Note that the assumption for \(\alpha \) and \(\beta \) is to ensure certain terms are bounded for all \(x\ge x_0\). Combining estimates, we have

$$\begin{aligned} \bigg | \psi (x+h) - \psi (x) - h \bigg | <&\frac{\sqrt{x}}{\pi }\log x\log \left( \frac{h}{\sqrt{x}\log x}\right) + K_4 \sqrt{x}\log x, \end{aligned}$$
(14)

where \(K_4 = K_3 + K_2\).
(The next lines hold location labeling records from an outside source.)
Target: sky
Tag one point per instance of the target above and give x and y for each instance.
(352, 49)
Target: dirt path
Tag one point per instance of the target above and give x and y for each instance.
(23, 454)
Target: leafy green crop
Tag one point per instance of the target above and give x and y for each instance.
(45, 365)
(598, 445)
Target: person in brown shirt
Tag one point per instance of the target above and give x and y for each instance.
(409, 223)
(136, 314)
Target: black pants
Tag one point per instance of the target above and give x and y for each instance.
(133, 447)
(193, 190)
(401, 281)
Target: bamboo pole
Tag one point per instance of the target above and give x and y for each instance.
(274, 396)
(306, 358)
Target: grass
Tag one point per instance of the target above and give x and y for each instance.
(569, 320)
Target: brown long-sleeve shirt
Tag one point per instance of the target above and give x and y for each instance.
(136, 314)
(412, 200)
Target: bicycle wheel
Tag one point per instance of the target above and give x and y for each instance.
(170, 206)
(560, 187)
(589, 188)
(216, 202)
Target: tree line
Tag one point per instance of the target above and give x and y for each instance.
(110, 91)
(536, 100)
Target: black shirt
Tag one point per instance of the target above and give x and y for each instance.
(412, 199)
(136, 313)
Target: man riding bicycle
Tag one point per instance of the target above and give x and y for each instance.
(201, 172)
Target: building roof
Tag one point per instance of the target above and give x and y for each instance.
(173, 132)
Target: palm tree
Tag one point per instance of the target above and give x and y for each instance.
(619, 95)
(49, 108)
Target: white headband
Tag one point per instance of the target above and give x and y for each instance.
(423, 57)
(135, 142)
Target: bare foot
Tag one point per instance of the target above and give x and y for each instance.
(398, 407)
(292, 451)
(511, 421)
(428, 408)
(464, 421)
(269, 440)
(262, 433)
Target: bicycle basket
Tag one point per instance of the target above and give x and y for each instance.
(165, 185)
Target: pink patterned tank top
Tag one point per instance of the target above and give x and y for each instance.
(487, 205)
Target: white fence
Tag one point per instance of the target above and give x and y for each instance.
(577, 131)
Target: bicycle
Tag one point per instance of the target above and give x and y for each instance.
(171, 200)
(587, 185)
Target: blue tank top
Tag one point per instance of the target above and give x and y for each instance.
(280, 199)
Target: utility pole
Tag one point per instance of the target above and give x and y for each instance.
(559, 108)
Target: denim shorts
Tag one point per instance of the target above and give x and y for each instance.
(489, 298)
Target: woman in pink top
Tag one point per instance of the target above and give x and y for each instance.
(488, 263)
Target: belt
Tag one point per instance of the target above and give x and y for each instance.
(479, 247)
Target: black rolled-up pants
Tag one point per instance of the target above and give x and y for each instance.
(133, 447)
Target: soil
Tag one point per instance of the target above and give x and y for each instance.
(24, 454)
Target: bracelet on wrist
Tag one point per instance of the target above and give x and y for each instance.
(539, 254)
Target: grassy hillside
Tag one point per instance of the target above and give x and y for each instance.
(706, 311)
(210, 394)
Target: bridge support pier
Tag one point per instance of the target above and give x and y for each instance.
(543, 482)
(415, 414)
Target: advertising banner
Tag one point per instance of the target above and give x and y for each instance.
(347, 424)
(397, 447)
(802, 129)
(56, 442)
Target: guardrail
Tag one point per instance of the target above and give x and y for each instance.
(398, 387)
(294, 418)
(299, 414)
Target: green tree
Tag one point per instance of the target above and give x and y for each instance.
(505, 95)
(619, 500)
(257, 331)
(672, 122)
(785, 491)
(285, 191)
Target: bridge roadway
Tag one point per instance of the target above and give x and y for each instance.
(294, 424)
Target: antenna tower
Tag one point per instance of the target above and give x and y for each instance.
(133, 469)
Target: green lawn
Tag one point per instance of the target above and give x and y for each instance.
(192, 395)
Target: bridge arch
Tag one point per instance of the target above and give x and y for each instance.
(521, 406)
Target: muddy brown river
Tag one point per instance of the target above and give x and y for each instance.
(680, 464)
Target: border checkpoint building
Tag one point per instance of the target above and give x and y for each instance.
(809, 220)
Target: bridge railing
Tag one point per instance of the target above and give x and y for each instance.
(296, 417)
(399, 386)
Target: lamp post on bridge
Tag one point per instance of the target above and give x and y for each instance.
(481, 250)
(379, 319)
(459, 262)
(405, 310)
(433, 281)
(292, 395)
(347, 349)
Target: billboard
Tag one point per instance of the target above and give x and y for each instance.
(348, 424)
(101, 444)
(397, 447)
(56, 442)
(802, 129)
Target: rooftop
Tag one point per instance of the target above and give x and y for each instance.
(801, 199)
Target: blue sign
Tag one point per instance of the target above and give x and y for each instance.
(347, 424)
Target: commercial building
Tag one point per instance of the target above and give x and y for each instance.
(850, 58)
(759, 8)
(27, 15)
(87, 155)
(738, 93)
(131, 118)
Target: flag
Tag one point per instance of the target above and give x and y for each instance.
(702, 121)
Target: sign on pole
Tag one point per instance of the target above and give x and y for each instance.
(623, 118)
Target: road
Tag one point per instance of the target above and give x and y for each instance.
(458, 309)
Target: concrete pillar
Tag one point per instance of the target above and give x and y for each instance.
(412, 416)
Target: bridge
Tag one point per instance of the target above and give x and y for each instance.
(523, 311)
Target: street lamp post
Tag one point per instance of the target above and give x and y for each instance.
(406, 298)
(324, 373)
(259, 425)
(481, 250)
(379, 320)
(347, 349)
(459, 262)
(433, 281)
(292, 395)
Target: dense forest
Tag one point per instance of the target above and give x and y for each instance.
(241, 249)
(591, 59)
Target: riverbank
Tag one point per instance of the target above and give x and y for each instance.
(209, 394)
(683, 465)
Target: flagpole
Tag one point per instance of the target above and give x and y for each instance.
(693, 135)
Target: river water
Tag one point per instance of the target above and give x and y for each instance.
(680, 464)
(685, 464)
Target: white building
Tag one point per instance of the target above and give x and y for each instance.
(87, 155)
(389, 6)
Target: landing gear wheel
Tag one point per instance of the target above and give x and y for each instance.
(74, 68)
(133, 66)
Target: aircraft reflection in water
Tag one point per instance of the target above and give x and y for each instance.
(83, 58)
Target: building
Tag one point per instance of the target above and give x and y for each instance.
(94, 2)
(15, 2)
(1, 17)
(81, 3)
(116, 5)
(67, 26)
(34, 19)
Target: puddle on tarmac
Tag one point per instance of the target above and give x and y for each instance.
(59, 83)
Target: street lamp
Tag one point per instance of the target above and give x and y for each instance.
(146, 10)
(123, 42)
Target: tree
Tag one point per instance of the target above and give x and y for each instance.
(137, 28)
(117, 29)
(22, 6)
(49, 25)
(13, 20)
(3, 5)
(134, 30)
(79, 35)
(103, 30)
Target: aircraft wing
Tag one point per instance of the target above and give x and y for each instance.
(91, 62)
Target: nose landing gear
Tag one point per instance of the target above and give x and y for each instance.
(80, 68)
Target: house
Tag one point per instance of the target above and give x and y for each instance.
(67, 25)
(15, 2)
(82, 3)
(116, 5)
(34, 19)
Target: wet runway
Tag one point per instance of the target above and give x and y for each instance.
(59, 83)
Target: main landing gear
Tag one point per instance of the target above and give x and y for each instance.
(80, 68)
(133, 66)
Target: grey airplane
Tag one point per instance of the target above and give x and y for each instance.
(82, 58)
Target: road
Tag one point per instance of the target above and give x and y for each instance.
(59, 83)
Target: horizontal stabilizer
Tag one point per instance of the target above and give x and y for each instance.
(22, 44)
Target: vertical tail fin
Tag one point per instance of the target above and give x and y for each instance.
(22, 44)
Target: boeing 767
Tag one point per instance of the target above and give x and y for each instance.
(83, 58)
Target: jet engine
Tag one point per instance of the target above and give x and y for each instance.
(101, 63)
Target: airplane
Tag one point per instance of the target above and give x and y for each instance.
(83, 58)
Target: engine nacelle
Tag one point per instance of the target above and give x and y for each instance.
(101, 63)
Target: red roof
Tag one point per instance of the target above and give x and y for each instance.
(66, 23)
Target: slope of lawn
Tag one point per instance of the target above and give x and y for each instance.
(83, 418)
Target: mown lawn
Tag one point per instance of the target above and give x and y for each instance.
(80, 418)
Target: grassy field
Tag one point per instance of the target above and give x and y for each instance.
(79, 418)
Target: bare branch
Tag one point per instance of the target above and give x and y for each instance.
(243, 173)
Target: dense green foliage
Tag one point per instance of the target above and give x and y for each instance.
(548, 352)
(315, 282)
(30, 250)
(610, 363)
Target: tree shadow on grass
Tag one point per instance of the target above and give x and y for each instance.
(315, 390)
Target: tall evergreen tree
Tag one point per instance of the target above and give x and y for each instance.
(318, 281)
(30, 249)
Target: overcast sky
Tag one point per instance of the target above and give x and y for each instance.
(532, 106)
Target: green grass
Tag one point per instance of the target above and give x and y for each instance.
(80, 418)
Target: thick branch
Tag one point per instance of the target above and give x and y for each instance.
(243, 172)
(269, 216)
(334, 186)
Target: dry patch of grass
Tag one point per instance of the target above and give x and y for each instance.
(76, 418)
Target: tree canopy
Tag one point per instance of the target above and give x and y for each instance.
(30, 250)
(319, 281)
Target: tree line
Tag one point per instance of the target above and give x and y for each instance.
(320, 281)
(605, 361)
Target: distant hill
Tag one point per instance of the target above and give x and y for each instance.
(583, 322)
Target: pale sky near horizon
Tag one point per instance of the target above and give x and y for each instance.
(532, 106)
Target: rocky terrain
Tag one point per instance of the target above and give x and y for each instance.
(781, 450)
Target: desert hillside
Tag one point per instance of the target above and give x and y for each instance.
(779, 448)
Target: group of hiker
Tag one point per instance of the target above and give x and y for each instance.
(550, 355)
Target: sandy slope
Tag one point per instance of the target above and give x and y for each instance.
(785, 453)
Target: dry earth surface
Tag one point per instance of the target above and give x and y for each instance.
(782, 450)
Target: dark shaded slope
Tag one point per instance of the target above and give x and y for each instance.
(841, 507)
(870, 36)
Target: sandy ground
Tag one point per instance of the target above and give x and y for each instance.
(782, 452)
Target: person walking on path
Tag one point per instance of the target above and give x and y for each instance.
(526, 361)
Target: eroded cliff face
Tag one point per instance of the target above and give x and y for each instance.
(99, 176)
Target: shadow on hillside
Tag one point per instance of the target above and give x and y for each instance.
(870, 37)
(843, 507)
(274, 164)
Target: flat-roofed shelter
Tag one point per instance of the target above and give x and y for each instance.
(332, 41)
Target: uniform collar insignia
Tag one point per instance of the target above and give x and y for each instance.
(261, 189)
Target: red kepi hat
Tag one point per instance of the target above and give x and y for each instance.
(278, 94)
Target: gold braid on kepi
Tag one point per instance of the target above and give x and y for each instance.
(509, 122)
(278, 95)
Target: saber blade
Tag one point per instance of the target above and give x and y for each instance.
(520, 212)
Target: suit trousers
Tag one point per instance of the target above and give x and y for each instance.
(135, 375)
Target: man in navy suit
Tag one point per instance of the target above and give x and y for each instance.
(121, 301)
It remains to optimise over the parameters. Before deciding these values, recall that we have made the assumptions \(\beta \le 10C\),

$$\begin{aligned} \frac{15 h}{x} \le \alpha \le 5,\quad \beta \ge \gamma _1 \frac{C\log x}{\sqrt{x}},\quad C \alpha < \beta \le \alpha , \quad \text {and}\quad \frac{100}{e^{10}}\le \frac{\alpha \beta }{4\pi ^2 C}\le 100. \end{aligned}$$

The restriction on \(\alpha \) will be satisfied for all \(\sqrt{x}\log x\le h\le x^\frac{3}{4}\) if we take \(\alpha \ge 15 x_0^{-\frac{1}{4}}\). Optimising over C, \(\alpha \), and \(\beta \) to minimise \(K_4\), we find that choosing \(C= 0.25\) and \(\alpha = \beta = 1.35\) allows us to take \(K_4 = 2\) for all \(x\ge x_0\).